Materials from the Sterling Brown collections will be available to researchers by appointment through Williams Special Collections in Sawyer Library. The Archives will hire an archivist for a two-year term appointment and interns to help process the materials, beginning in summer 2020, and will offer research fellowships to support original research using the materials beginning in the 2020-2021 academic year.
“The Sterling Brown collections are a vital cultural heritage resource not only for Williams affiliates, but also nationally and internationally,” Conathan said. “We look forward to hosting researchers from around the world, and supporting research through fellowship awards.”
About Sterling Brown
Sterling Allen Brown (1901-1989) was an influential African American teacher, literary critic, and poet whose poetry was rooted in folklore sources and Black vernacular. The son of a Howard University professor and a graduate of Dunbar High School in Washington, D.C., he received an academic scholarship to Williams College, where he studied traditional literature, but also explored blues and jazz music. Brown graduated Phi Beta Kappa from Williams, and received his master’s degree from Harvard University in 1923. Brown began his teaching career at several historically Black institutions at a time when Williams excluded African Americans from the faculty. In 1974, Williams presented him with an honorary degree of Doctor of Letters.
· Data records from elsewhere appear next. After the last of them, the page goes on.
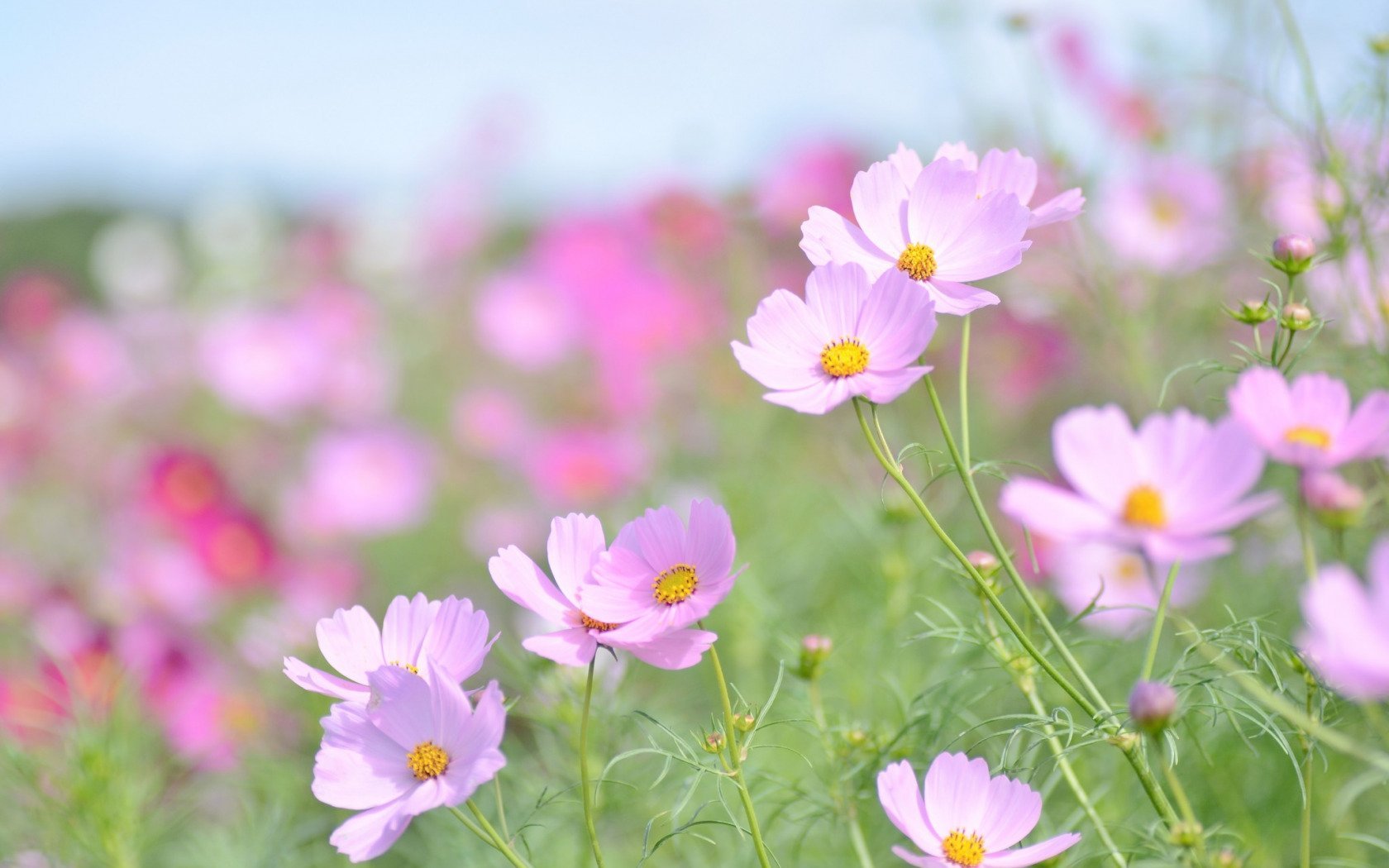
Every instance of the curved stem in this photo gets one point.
(584, 767)
(735, 761)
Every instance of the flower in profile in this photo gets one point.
(416, 629)
(938, 231)
(1348, 627)
(847, 338)
(417, 746)
(574, 547)
(1309, 422)
(1172, 488)
(660, 574)
(1007, 171)
(963, 818)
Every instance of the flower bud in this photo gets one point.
(1152, 706)
(1297, 317)
(1337, 503)
(814, 651)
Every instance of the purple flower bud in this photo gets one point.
(1152, 706)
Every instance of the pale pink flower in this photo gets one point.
(661, 575)
(1168, 216)
(418, 746)
(574, 547)
(416, 629)
(938, 231)
(1348, 627)
(847, 338)
(1170, 488)
(962, 817)
(1309, 422)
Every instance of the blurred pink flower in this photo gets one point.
(847, 338)
(963, 817)
(1168, 216)
(938, 231)
(1348, 627)
(421, 746)
(1309, 422)
(1172, 488)
(574, 547)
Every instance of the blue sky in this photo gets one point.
(156, 99)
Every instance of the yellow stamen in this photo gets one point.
(675, 585)
(845, 359)
(919, 261)
(1309, 435)
(1145, 508)
(960, 849)
(427, 761)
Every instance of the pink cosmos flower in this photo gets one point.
(1170, 488)
(1168, 216)
(446, 631)
(1007, 171)
(963, 817)
(661, 575)
(1309, 424)
(938, 231)
(1348, 627)
(418, 746)
(1115, 585)
(574, 547)
(846, 338)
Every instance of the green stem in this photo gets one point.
(1103, 718)
(1158, 622)
(735, 761)
(584, 767)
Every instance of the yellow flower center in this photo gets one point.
(1309, 435)
(1145, 508)
(675, 585)
(845, 359)
(596, 625)
(960, 849)
(427, 761)
(919, 261)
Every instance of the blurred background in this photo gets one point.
(306, 306)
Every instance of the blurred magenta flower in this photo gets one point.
(416, 629)
(1007, 171)
(661, 575)
(1348, 627)
(1309, 422)
(574, 547)
(938, 231)
(964, 818)
(1170, 214)
(420, 745)
(1170, 488)
(847, 338)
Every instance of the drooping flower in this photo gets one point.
(416, 629)
(1348, 627)
(1007, 171)
(1172, 488)
(660, 574)
(574, 547)
(964, 818)
(938, 231)
(420, 745)
(847, 338)
(1309, 422)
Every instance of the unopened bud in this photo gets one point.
(1337, 503)
(814, 651)
(1296, 317)
(1152, 706)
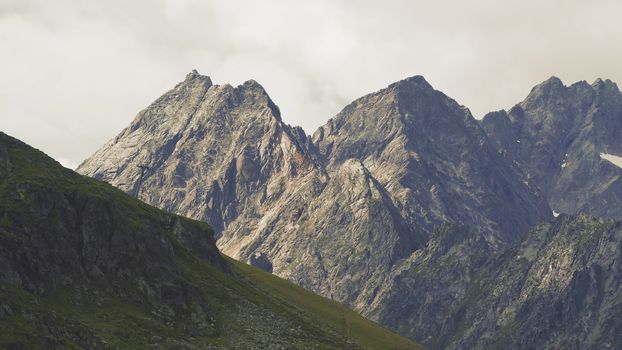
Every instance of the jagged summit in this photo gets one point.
(556, 134)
While he was teaching, he began collecting folk songs and stories from African Americans, which inspired the poetry he then began to write. In 1929, Brown began a 40-year teaching career at Howard University, and in 1932 his first volume of poetry, Southern Road, was published. Musical forms, especially ballads, work songs, spirituals, and blues, were primary influences on his work. At a time when Black speech had been distorted into a stereotype by white writers, he brought an authenticity to the use of Black vernacular in American poetry.
As critic, essayist, and Opportunity magazine columnist, Brown supported realistic writing and harshly attacked literature that distorted Black life. In 1937, he published the pioneering studies Negro Poetry and Drama and The Negro in American Fiction. In 1941 he was co-editor of The Negro Caravan, an anthology of African American writing. Most of Brown’s major work was written by the mid-1940s; two decades later, students inspired a widespread revival of interest in his work, much of which was subsequently reprinted.
Founded in 1793, Williams College is the second-oldest institution of higher learning in Massachusetts. The college’s 2,000 students are taught by a faculty noted for the quality of their teaching and research, and the achievement of academic goals includes active participation of students with faculty in their research. Students’ educational experience is enriched by the residential campus environment in Williamstown, Mass., which provides a host of opportunities for interaction with one another and with faculty beyond the classroom. Admission decisions on U.S. applicants are made regardless of a student’s financial ability, and the college provides grants and other assistance to meet the demonstrated needs of all who are admitted.